The basic architecture of microprocessor is shown below.



Fig. Basic digital processor structure

- It has a unit which processes data when applied at one port and gives output at second port.
- It is also possible that both data ports can be combined to form a single bidirectional port if storage facility is available in the data path.



Fig. Communications strategy for data path

15EC63

• The data path can be decomposed into having main subunits as it will be helpful in deciding the possible floor plan.
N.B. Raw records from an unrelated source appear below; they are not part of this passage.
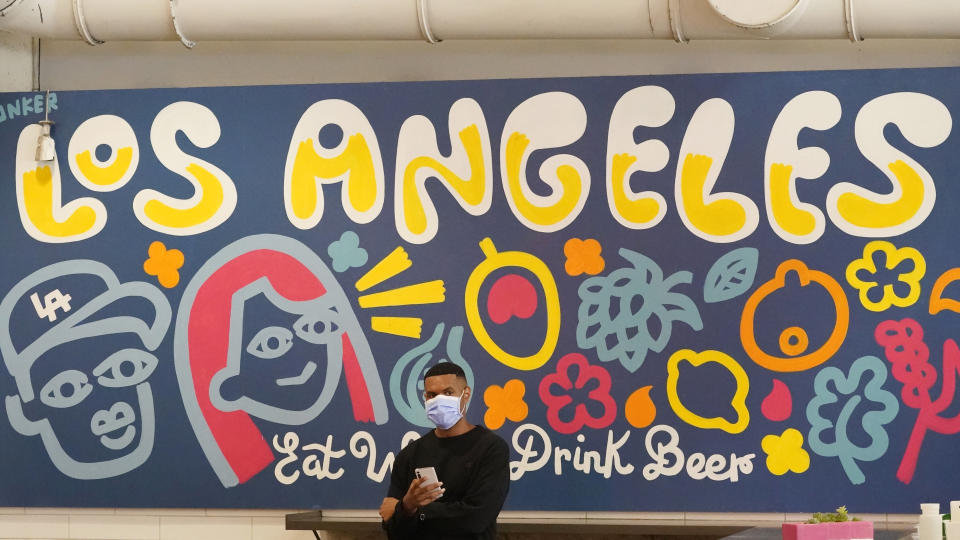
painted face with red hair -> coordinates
[174,235,387,486]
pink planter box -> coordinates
[782,521,873,540]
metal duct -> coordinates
[0,0,960,46]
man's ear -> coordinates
[210,368,244,412]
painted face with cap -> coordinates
[0,260,171,479]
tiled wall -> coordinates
[0,508,917,540]
[0,508,313,540]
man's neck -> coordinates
[433,418,476,439]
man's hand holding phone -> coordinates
[403,467,444,515]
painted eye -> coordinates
[40,369,93,409]
[93,349,157,388]
[293,310,343,345]
[247,326,293,360]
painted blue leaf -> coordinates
[703,247,759,304]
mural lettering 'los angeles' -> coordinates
[0,69,960,512]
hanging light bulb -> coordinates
[36,90,57,161]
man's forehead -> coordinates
[423,373,466,390]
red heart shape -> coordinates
[487,274,537,324]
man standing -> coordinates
[380,362,510,540]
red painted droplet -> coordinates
[760,379,793,422]
[487,274,537,324]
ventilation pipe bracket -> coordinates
[709,0,808,37]
[669,0,690,43]
[73,0,103,45]
[0,0,23,17]
[417,0,443,45]
[170,0,197,49]
[843,0,863,43]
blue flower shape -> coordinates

• The sub units can be linked with different bus architecture. It can be either one-bus, two-bus or three-bus architecture.

One bus architecture:



The sequence is:

- 1. First operand is moved from register to ALU and stored there.
- 2. Second operand is moved from register to ALU where operands are added (subtraction or any other arithmetic operation) and result is stored in ALU
- 3. The result is then passed through shifter and stored in register.
- 4. The process takes 3 clock cycles and this be fastened by using two bus architecture.

Two bus architecture:



The sequence is:

- 1. Both operands (A & B) are sent from register(s) to ALU & are operated upon, result S in ALU.
- 2. Result is passed through the shifter & stored in registers.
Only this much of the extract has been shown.